Larner College of Medicine News & Media

Seven Days Features Houser’s ‘New Model for Health Care Delivery’ for Neurodivergent Patients

January 15, 2025 by Lucy Gardner Carson

(JANUARY 15, 2025) Melissa Houser, M.D.’12, a neurodivergent family physician specializing in providing primary care to neurodivergent children and entire families, spoke with Seven Days about their medical practice, All Brains Belong VT.

Melissa Houser, M.D.’12, is a neurodivergent family physician whose practice, All Brains Belong VT, specializes in providing primary care and resources to neurodivergent patients.

(JANUARY 15, 2025) Melissa Houser, M.D.’12, a neurodivergent family physician specializing in providing primary care to neurodivergent children and entire families, spoke with Seven Days about their medical practice, All Brains Belong VT.

At the age of 37, Houser was diagnosed for the first time with autism and attention-deficit/hyperactivity disorder (ADHD). This transformative experience inspired them to create a new model of health care delivery. In December 2021, using their decade of experience treating patients of all ages and their personal experience as a neurodivergent individual, Houser officially opened All Brains Belong VT (ABB), a small, nonprofit primary care medical practice and community center in Montpelier offering patient-centered health care and inclusively-designed community events.

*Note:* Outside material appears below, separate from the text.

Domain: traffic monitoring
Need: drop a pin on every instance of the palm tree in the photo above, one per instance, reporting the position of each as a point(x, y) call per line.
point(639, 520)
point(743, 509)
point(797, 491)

ABB specializes in neurodivergent patients, or the one in five people who think, learn, communicate, and experience the world differently. 

All Brains Belong also hosts community programs for neurodivergent children and teens, and it produces weekly webinars and educational materials for parents, caregivers, employers, and health care practitioners to better serve the neurodivergent population and those with traumatic brain injuries. 

“People don’t just join a medical practice. They are joining a community,” said Houser. The Long Island native moved to Vermont in 2008 to attend the University of Vermont’s Larner College of Medicine. Though they described their medical education as “excellent,” it included almost nothing about neurodiversity beyond a one-hour lecture on autism, they said. The lesson focused entirely on the red flags for recognizing autism, such as an inability to display emotions, read social cues, make eye contact, or communicate well verbally.

Because such characteristics apply to only a small percentage of people with autism, Houser said, they often missed signs of autism and other neurodivergence in their patients—and themself.

Houser had never suspected they were autistic. They later learned that 80 percent of women with autism are diagnosed in adulthood. Many are considered “high functioning,” with neurodivergence that flew under the radar of medical providers for years. “I was trained in the stereotypes,” Houser said, “and I did not fit those stereotypes.”

When discussing such conditions with patients, Houser uses whatever terms the patient prefers. However, they eschew the expressions “on the spectrum,” which they consider euphemistic, and “autism spectrum disorder,” because they believe autism is a brain difference to be accommodated, not a dysfunction that needs fixing.

“The most important thing we do is connect patients with other patients,” Houser said. “When they hear their own stories reflected back to them, there’s something so transformative about that.”

Now capped at 350 patients, All Brains Belong is too small to serve all the people who seek its services. The practice filled up within six weeks of opening, then added a nurse practitioner, filled up again, and finally closed its waiting list. Houser expects to hire another practitioner soon and accommodate another 100 patients by year’s end. Nevertheless, they are averse to growing too quickly because it would mean their current patients might have to wait months for an appointment.

For this reason, All Brains Belong provides free educational opportunities and training materials to other medical providers. The goal is to help local clinicians adopt a new model of community-driven health care, one that’s designed and shaped largely by patients themselves.